Linagliptin (Tradjenta) is a dipeptidyl-peptidase-4 (DPP-4) inhibitor labeled for the treatment of type 2 diabetes mellitus. Similar to sitagliptin (Januvia) and saxagliptin (Onglyza), linagliptin delays the breakdown of endogenous incretin hormones such as glucagon-like peptide 1 and glucose-dependent insulinotropic polypeptide. These hormones, when secreted in response to food intake, stimulate postmeal insulin secretion, inhibit glucagon release, improve satiety, and slow gastric emptying.1,2 Linagliptin can be used alone or in combination with metformin (Glucophage), sulfonylureas, pioglitazone (Actos), or insulin.

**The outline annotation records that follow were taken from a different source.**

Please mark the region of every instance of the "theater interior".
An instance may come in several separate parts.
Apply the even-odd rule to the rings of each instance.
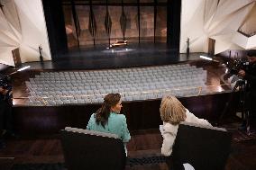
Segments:
[[[231,135],[223,169],[256,169],[256,115],[245,107],[247,81],[231,71],[256,56],[255,0],[0,0],[0,83],[13,89],[14,132],[0,139],[1,170],[73,170],[61,130],[87,129],[110,93],[121,94],[132,137],[119,169],[169,169],[160,131],[166,95]],[[197,139],[223,157],[221,142]],[[94,157],[81,157],[79,165]]]

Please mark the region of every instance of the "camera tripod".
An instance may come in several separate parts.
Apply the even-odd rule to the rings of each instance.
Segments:
[[[224,116],[226,114],[229,106],[233,99],[235,92],[239,93],[239,104],[241,105],[241,112],[242,112],[242,125],[239,129],[246,130],[247,134],[250,135],[251,129],[250,129],[250,112],[248,108],[249,104],[247,103],[248,103],[247,80],[239,79],[236,81],[233,88],[233,91],[231,93],[231,95],[229,97],[229,100],[226,103],[226,105],[223,112],[221,113],[218,123],[221,124]]]

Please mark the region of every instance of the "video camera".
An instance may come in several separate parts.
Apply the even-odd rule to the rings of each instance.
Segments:
[[[247,58],[235,59],[230,69],[230,74],[238,75],[238,72],[241,69],[244,70],[245,72],[251,70],[251,64]]]
[[[10,85],[11,78],[8,76],[0,76],[0,86],[4,89],[9,89],[11,87]]]

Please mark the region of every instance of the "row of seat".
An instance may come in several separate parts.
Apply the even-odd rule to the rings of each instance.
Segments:
[[[28,103],[31,105],[102,103],[103,97],[109,93],[121,93],[123,101],[136,101],[161,98],[166,94],[172,94],[176,96],[191,96],[206,92],[204,90],[206,80],[206,70],[187,64],[175,66],[127,68],[129,71],[125,69],[72,71],[71,74],[69,72],[42,72],[26,82],[30,99]],[[170,71],[167,68],[172,67],[179,68],[176,69],[178,73],[169,74]],[[185,68],[190,70],[187,75],[182,70]],[[147,74],[139,75],[140,77],[135,71],[142,72],[141,69],[143,72],[147,71]],[[155,73],[154,70],[166,70],[166,72],[151,74]],[[120,75],[113,76],[116,72]],[[121,74],[124,72],[133,72],[137,76],[134,77]],[[183,76],[173,76],[179,75],[179,73]],[[99,78],[101,74],[105,76],[100,76],[101,78]],[[64,76],[65,80],[59,80],[58,75],[64,75],[67,77]],[[87,76],[79,76],[79,79],[72,79],[70,75]]]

|Linagliptin (Tradjenta)||5 mg daily||5-mg tablet||$254 for 30 tablets|
Few severe adverse effects have been associated with linagliptin. When used alone or with metformin or pioglitazone, linagliptin has an incidence of hypoglycemia comparable to that of placebo.1–4 Hypoglycemia is more common with linagliptin (22.9 percent) than with placebo (14.8 percent) when added to the combination of metformin and a sulfonylurea.5 A reduction in sulfonylurea or insulin dosage may be needed to decrease the risk of hypoglycemia when linagliptin is added to these agents.2 As with other DPP-4 inhibitors, pancreatitis can occur, although infrequently, with linagliptin therapy; eight cases were reported in clinical trials involving 4,687 patients (0.2 percent).2
Patients who have renal dysfunction do not require a dosage reduction with linagliptin, unlike with the other DPP-4 inhibitors. Linagliptin has no clinically relevant drug interactions with metformin, pioglitazone, digoxin, simvastatin (Zocor), or warfarin (Coumadin). Alternative agents for glucose control should be used in patients receiving strong inducers of cytochrome P450 3A4 or P-glycoprotein, such as rifampin. Linagliptin is a U.S. Food and Drug Administration pregnancy category B drug.2
Overall, linagliptin is well tolerated, and reports of adverse effects are similar to those with placebo.1–5 Patients taking linagliptin had slightly higher rates of back pain (9.1 versus 8.4 percent), arthralgia (8.1 versus 6.1 percent), and headache (6.4 versus 5.2 percent) than patients treated with a sulfonylurea.2 Treatment discontinuation because of adverse effects was infrequent (1.2 to 2.9 percent).1–4 Linagliptin does not affect renal function, body weight, or waist circumference.1,3
No studies have determined linagliptin's effect on diabetes-related complications and mortality. It reduces levels of A1C by 0.4 to 0.7 percent,2,3 fasting plasma glucose (FPG) by 20.5 to 23.4 mg per dL (1.14 to 1.30 mmol per L), and two-hour postprandial glucose by 58.4 mg per dL (3.24 mmoL per L).1,2 Adding linagliptin to metformin, sulfonylureas, or pioglitazone will reduce A1C levels by an additional 0.4 to 0.6 percent,2–4 with slightly smaller reductions in FPG.2–5 When used in combination with insulin (with or without metformin, pioglitazone, or both), linagliptin reduces A1C levels by an additional 0.65 percent and FPG by an additional 11 mg per dL (0.61 mmol per L).2 Linagliptin has not been compared head-to-head with other DPP-4 inhibitors.
A 30-day supply of linagliptin (5-mg tablets) will cost about $250. This cost is comparable to that of other DPP-4 inhibitors. Generic metformin and sulfonylureas are available for less than $5 per month through most retail pharmacy discount programs.
Linagliptin is available in 5-mg tablets taken once daily with or without food. It is contra-indicated in patients with a history of hypersensitivity to the drug.2
Linagliptin reduces A1C levels to a lesser extent than first-line therapy (metformin) and is significantly more expensive than metformin and sulfonylureas. Importantly, its ability to affect diabetes-related morbidity and mortality is not known. As with other DPP-4 inhibitors, linagliptin may be useful as an add-on therapy for patients with type 2 diabetes who require additional agents to achieve A1C goals. Linagliptin affects measures of diabetes similarly to the other DPP-4 inhibitors, saxagliptin and sitagliptin, but does not require dosage adjustments in patients with renal dysfunction.